Feature Selection for Random Forest Classification

Haroon_954 · December 25, 2021, 4:54am

Hello Everyone,

I have used Random forest classification for the prediction of accident severity (Class Variable) for the data available with me for road traffic accidents, Now I want to find which features are important in terms of predicting accidents severity,

I want to know how I should find the features that are important (scoring of variables)?

I am attaching the data set and KNIME workflow for reference?

Any help will be highly appreciated,

Thanks in Advance

M-2 Data KNIME 1.xlsx (132.6 KB)

RF Workflow.knwf (17.0 KB)

How to get the variable importance from the Random Forest algorithm?

Iris · December 25, 2021, 12:56pm

Hi

did you check out this topic, there is a nice example workflow for your problem attached How to get the variable importance from the Random Forest model?

Haroon_954 · December 25, 2021, 3:11pm

Thanks Iris, I studied it but didn’t get it. Need some more explanation or workflow.

Waiting for your kind response

Thank You Iris

mlauber71 · December 25, 2021, 10:11pm

@Haroon_954 this article about automated machine learning also has a passage about variable importance, currently if you want to have the power of feature importance with H2O Automl you would have to use R or Python.

Also most H2O.ai model nodes have a generic feature importance output (like GBM)

If you want more advanced explanations you could look at examples like this, using a special global feature importance component.

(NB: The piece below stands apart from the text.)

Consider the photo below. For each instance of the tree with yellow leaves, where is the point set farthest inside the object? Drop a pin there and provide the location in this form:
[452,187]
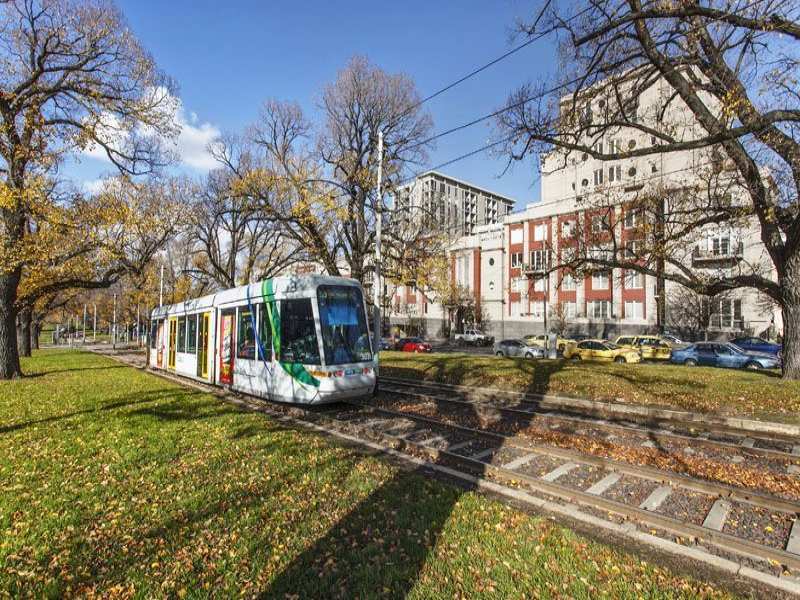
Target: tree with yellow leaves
[72,75]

If you go into Python there you could use the powerful XGBoost with feature importance (the generic KNIME integration does not have that):

Haroon_954 · December 29, 2021, 6:50am

Thank you so much mlauber71 for your kind and detailed reply to my query, I definitely will look to this solution you mentioned, hopefully, it will solve my problem**

aworker · December 29, 2021, 10:25am

Dear @Haroon_954

Complementary to the information provided by @Iris and @mlauber71, I have added to your workflow a simple way of doing variable selection based on a Decision Tree. I guess what you need too is to understand how a DT in particular and a RF in general do variable selection but for this, I believe it is good to start with a Decision Tree since RF are made of Decision Trees.

In the workflow I have:

Taken your data and trained a DT using your data splitting (70% / 30%)
Extracted Variables from the DT rules using the -Decision to Tree Ruleset- node
Counted how many times every variable was employed by the DT. Usually people determine DT variable importance based on at which DT branch level it was used, the highest the most important. It turns out that there is a strong correlation between variable branch level and eventually # of variable occurrences in the DT rule set. Thus you can determine variable importance based on variable occurrence in DT rule set too
Filtered out variables with occurrence less than 15. This threshold here is set arbitrary but could be estimated too. I’m not adding threshold estimation here to provide you with a first simple solution that you could easily understand to begin with.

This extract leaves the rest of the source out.